By WILLIAM DART
It has been years since Chamber Music New Zealand has ventured forth so bravely, persuading audiences to relinquish Haydn and Beethoven for a more contemporary palette, courtesy of Wellington's stroma ensemble.
Well, it depends on how you define contemporary. A new commission from Wellington composer Ross Harris was, in fact, the only work that fitted the description strictly.
Harris' At the Edge of Silence was a fragile utterance which, in the words of its composer, hovered on the edge of audibility, around the nether regions of double pianissimo. Its prismatic scoring and spry lines nod to Webern, its textural clarity and gestural precision are pure Harris.
Written for these virtuoso musicians and dispensed with affection and verve, and conducted by Hamish McKeich, Edge left few colours unexplored, down to flautist Bridget Douglas' singing into her instrument, a nice bluesy touch.
This work, built around a poignant reminiscence from Schumann's Piano Quartet, was the centrepiece of an evening that opened with George Crumb's 1965 Eleven Echoes of Autumn.
Crumb must be experienced live. Lighting, including a flood of red at one point, seemed to focus the sound and the act of making it.
Pianist Emma Sayers leaned into her instrument as if weaving on a sonic loom, creating colours that were inevitably caught up and echoed by her colleagues. One of the most telling was violinist Vesa-Matti Leppanen's eerie combination of whistling and double-stopping.
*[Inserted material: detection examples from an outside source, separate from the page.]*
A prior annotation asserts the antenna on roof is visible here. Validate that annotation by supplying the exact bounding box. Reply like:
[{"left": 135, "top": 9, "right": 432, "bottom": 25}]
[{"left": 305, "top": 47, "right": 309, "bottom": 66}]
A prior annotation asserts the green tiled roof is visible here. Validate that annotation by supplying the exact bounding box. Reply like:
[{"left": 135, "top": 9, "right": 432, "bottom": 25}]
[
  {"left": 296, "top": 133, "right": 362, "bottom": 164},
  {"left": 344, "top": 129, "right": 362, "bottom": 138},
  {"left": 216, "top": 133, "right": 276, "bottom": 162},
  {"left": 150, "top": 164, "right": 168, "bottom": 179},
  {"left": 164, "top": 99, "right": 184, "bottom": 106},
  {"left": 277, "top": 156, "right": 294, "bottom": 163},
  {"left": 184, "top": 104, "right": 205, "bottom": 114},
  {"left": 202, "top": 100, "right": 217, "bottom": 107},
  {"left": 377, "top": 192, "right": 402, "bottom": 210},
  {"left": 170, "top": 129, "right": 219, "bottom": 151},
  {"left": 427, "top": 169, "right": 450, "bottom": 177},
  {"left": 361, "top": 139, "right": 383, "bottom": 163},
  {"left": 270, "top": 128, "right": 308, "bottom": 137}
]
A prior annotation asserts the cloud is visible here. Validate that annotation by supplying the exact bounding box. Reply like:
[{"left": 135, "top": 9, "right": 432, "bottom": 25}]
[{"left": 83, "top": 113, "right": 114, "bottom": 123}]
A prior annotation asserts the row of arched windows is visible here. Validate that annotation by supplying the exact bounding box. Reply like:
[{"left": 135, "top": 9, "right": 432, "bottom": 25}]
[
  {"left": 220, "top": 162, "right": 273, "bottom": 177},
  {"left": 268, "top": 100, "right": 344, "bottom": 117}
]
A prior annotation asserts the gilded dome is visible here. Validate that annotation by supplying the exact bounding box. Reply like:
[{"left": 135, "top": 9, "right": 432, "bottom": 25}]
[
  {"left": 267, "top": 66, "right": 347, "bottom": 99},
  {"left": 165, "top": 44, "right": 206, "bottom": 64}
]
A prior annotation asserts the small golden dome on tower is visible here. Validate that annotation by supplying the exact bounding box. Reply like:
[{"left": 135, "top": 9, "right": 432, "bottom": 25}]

After interval, it was Leppanen who provided a rapturous close for Messiaen's Quartet for the End of Time, with his final hymn to the immortal Christ.
Spirituality in music does not penetrate more deeply than this score, born out of the hardships of war yet asserting the existence of greater, eternal truths. The four musicians brought life and light to Messiaen's images of joy, fury and reflection, clustered around clarinettist Patrick Barry's thoughtful Abime des oiseaux.
Although some unisons had an edge, Intermede, from Leppanen, Barry and cellist Robert Ibell, was all insouciant grace. The two string players were moving in lyrical song, Sayers exemplary throughout the range of Messiaen's many demands.
stroma have taken this programme to nine centres around the country. If audiences have shown even a fraction of Auckland's enthusiasm, then a follow-up project is a priority.